Principal #2 said she is new this year and is committed to building tolerance, but feels that with her population, the process has to be gradual. I told her that my assembly has ignited a conversation that has worked wonders in that regard. 

The way to normalize a lifestyle or belief different than the majority is to mention it without judgment in everyday conservation. Obviously sexual orientation is not the focus of my presentation and is mentioned only once five minutes before the end, by which point I’ve long won over the kids, at which point they are more likely to listen in an open-minded way.

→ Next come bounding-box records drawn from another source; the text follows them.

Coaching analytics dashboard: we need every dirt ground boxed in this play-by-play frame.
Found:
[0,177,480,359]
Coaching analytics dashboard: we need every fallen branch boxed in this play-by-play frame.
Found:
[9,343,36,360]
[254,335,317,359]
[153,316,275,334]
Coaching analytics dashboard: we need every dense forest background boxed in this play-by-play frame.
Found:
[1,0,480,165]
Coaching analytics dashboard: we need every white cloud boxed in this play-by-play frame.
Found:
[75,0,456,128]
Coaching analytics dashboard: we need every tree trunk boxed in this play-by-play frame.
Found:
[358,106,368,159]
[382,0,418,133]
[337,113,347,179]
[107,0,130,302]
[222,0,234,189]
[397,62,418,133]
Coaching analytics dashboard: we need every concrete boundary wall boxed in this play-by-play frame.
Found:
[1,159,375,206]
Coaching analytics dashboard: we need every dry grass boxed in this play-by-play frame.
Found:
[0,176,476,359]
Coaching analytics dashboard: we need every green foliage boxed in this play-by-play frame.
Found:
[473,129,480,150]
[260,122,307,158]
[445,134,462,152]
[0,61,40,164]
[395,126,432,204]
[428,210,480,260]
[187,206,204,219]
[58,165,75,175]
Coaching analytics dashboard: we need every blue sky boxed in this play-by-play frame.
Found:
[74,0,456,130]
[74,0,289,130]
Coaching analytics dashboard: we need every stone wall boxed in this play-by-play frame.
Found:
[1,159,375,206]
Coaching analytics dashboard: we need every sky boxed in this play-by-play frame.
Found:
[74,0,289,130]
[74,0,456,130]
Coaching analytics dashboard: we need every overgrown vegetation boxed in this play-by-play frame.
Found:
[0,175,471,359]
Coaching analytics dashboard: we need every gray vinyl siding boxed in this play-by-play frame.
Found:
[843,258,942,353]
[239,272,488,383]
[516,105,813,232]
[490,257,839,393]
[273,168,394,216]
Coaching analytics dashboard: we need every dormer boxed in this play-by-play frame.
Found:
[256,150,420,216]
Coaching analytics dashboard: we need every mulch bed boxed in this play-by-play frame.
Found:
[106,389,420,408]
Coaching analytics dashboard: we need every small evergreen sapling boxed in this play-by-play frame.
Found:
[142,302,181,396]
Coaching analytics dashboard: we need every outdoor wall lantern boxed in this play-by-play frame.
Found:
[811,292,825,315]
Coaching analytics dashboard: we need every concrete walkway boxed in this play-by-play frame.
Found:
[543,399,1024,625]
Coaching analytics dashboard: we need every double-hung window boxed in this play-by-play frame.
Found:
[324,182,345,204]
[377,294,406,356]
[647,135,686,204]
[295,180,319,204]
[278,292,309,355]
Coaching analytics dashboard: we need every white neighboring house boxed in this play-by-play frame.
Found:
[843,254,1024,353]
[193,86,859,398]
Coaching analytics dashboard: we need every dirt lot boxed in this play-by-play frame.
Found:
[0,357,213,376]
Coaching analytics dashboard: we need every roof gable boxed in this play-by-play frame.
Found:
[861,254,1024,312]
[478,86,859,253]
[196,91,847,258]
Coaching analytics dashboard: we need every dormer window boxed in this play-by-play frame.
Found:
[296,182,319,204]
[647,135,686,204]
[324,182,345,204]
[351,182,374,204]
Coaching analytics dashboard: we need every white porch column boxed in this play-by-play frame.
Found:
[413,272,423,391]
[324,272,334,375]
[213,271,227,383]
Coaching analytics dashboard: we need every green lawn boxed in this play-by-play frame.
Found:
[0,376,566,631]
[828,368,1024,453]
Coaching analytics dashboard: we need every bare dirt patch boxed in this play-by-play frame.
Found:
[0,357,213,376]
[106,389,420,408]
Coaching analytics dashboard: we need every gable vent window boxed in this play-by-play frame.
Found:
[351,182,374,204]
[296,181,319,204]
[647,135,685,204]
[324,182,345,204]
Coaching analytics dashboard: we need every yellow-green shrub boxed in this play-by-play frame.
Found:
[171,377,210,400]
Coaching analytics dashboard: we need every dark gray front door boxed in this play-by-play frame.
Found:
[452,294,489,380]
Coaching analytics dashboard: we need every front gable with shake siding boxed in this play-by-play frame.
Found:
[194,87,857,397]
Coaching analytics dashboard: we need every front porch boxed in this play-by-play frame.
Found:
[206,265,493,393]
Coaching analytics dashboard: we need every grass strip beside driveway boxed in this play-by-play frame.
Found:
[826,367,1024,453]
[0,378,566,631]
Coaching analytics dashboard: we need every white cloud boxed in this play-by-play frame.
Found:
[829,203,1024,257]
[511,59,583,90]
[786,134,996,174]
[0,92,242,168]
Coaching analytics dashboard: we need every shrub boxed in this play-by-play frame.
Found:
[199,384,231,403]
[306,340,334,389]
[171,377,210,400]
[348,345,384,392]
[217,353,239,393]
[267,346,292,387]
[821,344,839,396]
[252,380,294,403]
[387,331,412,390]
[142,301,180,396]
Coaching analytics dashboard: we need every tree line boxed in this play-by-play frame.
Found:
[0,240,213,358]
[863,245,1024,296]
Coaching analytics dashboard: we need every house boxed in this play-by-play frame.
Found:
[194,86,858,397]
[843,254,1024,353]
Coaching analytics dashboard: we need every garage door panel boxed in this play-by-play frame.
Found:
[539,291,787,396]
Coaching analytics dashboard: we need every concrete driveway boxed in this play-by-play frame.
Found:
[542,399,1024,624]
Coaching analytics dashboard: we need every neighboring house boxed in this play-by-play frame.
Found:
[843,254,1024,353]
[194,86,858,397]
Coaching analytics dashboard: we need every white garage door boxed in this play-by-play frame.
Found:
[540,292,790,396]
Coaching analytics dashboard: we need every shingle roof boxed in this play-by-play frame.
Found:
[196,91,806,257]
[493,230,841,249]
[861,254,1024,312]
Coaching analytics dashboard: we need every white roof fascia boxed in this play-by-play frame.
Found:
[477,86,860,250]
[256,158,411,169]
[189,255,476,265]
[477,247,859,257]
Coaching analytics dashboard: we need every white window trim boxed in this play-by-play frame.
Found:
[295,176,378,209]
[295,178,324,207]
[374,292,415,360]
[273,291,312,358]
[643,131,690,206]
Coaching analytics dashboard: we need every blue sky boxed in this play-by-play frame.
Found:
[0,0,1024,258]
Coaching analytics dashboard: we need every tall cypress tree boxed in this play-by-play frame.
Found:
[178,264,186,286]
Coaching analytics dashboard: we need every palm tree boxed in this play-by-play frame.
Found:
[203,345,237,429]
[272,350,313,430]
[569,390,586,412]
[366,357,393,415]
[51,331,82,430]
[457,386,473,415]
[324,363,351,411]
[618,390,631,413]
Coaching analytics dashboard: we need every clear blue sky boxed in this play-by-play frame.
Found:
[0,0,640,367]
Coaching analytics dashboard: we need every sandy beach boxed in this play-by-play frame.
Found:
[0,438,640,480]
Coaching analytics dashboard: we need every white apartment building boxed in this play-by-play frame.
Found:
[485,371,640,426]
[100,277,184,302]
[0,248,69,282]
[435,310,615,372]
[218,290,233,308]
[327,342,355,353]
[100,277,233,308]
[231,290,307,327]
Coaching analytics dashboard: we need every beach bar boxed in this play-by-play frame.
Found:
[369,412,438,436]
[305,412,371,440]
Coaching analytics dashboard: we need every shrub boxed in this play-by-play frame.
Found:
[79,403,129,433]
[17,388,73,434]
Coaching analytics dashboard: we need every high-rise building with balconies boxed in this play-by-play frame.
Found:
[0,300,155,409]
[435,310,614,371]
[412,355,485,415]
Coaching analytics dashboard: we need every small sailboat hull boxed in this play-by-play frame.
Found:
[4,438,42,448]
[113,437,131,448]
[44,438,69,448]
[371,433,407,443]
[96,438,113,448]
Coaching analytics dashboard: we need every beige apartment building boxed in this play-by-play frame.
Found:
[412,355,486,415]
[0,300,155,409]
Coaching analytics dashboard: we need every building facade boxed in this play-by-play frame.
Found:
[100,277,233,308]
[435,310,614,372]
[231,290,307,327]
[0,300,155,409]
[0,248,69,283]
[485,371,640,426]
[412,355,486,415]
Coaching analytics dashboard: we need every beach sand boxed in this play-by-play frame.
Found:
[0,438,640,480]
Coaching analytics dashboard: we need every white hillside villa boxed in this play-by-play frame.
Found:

And sure enough, they do (see “thronging” above). 

Respect kids’ intelligence and capacity for empathy, and they rise to the occasion.

Principal #2 seemed heartened. She also revealed that her daughter is dating a woman, which I felt flipped this situation on its head. I said I didn’t want to overstep, but I felt for her daughter and all others who may be struggling for acceptance in their community, it is our obligation to carry on as planned. She said she agreed and trusted me to exercise my best judgment. I said I always do (at least with respect to assemblies; not so much with fashion or choice of dessert).

In the presentation, I said “gay” without incident. 

But sure enough, as if scripted, the first student question after was “What is gay?” A few kids tittered, which I firmly said is not okay, and I could feel some staff members stiffen.

I said “Gay describes a person who falls in love with someone of the same gender, so a woman loves a woman and a man loves a man.” Then I asked them to look around the room and tell me if everyone looked the same. They said no. I asked if everyone in the room acted the same. They said no. I asked if everyone in the room has the same favorite flavor of ice cream. They screamed no. I said that’s a good thing. Our differences make our world complexly beautiful.

Then the magic happened.

Of the dozens of kids raising hands in a room of 200, I happened to call upon a boy who said “First, my moms are lesbians.” 

No laughing that time.

There was also a subsequent question, but I don’t remember it because it was so inconsequential compared to the comment.

The courage that took. Possibly the first time he felt comfortable enough to discuss this in front of classmates. In front of three grades, no less.

But even if not, even if he has mentioned it many times before, I was so proud of him. His four words said with pride validated my point in a way nothing I could say could do. 

After the assembly, principal #2 thanked me for being so professional and said it was amazing, citing the boy who mentioned his moms with the same overflowing heart I felt for him. I thanked her for her leadership and for taking a leap of faith on a stranger. I left feeling the school is in good hands.

Coda

Though it turned out that principal #1 notified all of the other schools I would visit the rest of week (again, not surprised), none tried to censor me. (Just as none of the four principals from the Monday and Tuesday schools—nor any of the librarians all weekhad said a cautionary peep to me about this.)

It’s this simple: amid all the different kinds of negativity, violence, and disrespect kids are exposed to from the news and entertainment (oh, how many Deadpool shirts I see at elementary assemblies), shouldn’t we revel in the opportunity to tell them about different kinds of love? 

1 comment:

Rita Painter said...

Marc, thank you for being an amazing human being! What lucky kids and staff to have heard your presentation!